Version: 5.x-preview

AWS Glue Setup

This guide covers setting up the required AWS resources for connecting VeloDB to an AWS Glue Iceberg catalog.

Prerequisites

AWS Account with permissions to create S3 buckets, Glue databases, and IAM users
AWS CLI configured (optional, for Lake Formation permissions)

Step 1: Create S3 Bucket

Go to AWS S3 Console > Create bucket
Enter a bucket name (e.g., my-lakehouse-bucket)
Select the same region as your VeloDB warehouse
Enable versioning (recommended)
Click Create bucket

warning

The bucket region must match your VeloDB warehouse region for optimal performance.

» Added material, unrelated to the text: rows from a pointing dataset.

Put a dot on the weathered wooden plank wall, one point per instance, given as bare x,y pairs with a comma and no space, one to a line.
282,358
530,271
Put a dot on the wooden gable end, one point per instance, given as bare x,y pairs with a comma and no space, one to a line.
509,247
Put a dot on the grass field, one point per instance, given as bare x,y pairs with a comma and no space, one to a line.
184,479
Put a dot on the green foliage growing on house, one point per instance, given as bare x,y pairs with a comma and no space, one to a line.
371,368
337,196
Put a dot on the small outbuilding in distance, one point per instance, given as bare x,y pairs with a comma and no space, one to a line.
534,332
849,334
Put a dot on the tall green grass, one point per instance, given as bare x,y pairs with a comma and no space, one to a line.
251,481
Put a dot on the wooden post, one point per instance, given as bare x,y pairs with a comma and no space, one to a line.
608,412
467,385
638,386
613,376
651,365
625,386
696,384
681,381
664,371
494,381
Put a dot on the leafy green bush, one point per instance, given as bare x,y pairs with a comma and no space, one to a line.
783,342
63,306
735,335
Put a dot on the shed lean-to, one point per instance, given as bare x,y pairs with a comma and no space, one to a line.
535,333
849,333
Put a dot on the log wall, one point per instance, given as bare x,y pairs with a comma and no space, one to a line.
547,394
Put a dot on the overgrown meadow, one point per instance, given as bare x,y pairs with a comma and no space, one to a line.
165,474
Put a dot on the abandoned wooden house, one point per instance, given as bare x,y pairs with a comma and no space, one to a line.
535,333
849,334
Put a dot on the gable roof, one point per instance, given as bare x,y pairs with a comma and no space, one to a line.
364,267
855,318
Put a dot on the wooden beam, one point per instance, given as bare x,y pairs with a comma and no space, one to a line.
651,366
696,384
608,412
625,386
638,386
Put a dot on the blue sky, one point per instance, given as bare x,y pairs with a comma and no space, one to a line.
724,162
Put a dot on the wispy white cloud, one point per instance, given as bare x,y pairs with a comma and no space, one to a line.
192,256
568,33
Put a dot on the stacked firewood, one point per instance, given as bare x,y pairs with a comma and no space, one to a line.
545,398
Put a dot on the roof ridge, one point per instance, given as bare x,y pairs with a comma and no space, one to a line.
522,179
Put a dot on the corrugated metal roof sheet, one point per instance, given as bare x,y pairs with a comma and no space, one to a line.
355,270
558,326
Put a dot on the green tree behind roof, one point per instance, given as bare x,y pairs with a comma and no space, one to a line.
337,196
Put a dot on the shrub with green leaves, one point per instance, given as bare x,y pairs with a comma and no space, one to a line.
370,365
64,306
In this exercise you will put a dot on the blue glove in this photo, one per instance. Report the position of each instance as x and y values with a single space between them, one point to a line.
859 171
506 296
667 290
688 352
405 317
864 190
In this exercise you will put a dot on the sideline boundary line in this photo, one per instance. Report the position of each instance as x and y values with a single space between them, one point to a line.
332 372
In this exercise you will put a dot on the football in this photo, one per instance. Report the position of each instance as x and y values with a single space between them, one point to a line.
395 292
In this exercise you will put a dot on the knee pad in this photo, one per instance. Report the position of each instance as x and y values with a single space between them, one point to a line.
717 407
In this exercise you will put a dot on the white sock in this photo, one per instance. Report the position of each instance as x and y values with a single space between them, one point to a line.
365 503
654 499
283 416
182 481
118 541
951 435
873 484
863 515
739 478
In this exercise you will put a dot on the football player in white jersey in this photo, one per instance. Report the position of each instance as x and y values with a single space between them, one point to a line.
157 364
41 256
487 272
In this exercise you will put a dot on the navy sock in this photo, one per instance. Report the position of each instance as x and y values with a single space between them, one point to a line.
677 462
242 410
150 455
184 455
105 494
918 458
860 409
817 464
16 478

S3 Iceberg folder structure

Step 2: Create Glue Database

Open the AWS Console and search for "Glue"
Navigate to AWS Glue Console > Data Catalog > Databases

AWS Glue Getting Started

Click Add database
Fill in:
- Name: Use only lowercase letters, numbers, and underscores (e.g., lakehouse_iceberg_db)
- Location: s3://my-lakehouse-bucket/iceberg/
Click Create database

Glue Databases List

warning

Database names cannot contain hyphens (-). Use underscores (_) instead.

Step 3: Create IAM User

Go to IAM Console > Users > Create user
Enter a username (e.g., velodb-glue-user) and click Next
Select Attach policies directly, then click Create policy
Choose JSON tab and paste the following policy:

{
    "Version": "2012-10-17",
    "Statement": [
        {
            "Effect": "Allow",
            "Action": [
                "glue:GetDatabase", "glue:GetDatabases",
                "glue:CreateDatabase", "glue:UpdateDatabase", "glue:DeleteDatabase",
                "glue:GetTable", "glue:GetTables",
                "glue:CreateTable", "glue:UpdateTable", "glue:DeleteTable",
                "glue:GetPartition", "glue:GetPartitions",
                "glue:CreatePartition", "glue:BatchCreatePartition",
                "glue:UpdatePartition", "glue:DeletePartition", "glue:BatchDeletePartition"
            ],
            "Resource": [
                "arn:aws:glue:REGION:*:catalog",
                "arn:aws:glue:REGION:*:database/lakehouse_*",
                "arn:aws:glue:REGION:*:table/lakehouse_*/*"
            ]
        },
        {
            "Effect": "Allow",
            "Action": [
                "s3:GetObject", "s3:PutObject", "s3:DeleteObject",
                "s3:ListBucket", "s3:GetBucketLocation"
            ],
            "Resource": [
                "arn:aws:s3:::my-lakehouse-bucket",
                "arn:aws:s3:::my-lakehouse-bucket/*"
            ]
        },
        {
            "Effect": "Allow",
            "Action": ["lakeformation:GetDataAccess"],
            "Resource": "*"
        }
    ]
}

Replace REGION with your AWS region (e.g., us-east-1) and my-lakehouse-bucket with your actual bucket name.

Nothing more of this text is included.